The petition was copied to the Head of Mission of the Ghana Embassy in Benin, the Registrar of the Scholarship Secretariat in Accra, the Minister of Education Science and Sports, the Director of the Ghana Institute of Languages, the Head of Modern Language University of Ghana and the head of Department of Modern Language of the Kwame Nkrumah University of Science and Technology.
It said among other things that some of the students were sick while others were unable to attend lectures because they cannot buy food to sustain them.
The students who started their programme in October last year and received their first allowance within that period, had to put pressure on the Ghana Mission in Benin to pay from their own resources from November to March as the secretariat failed to pay after the first instalment.

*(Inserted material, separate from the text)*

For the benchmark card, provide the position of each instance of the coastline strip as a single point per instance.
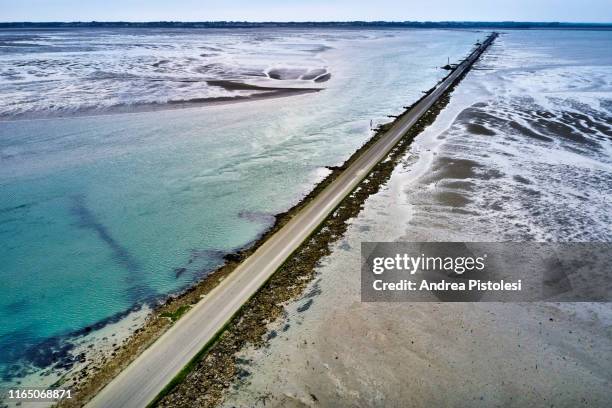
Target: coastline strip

But according to the student delegation, the Mission has now made it known to them that they cannot support them for the month of April as their budget was over stretched and hence the students decision to petition the Chief of Staff.
A copy of the offer of scholarship dated September 27, 2007, to the students which was made available to the Daily Graphic, stated among other things that the students were to receive a monthly allowance of CFA 130,000 and book allowance of US$100,000.
When the Scholarships secretariat was contacted, none of the officials there was ready to comment on the issue with the explanation that the Registrar of the secretariat, Mr Fuseini Lancer was indisposed.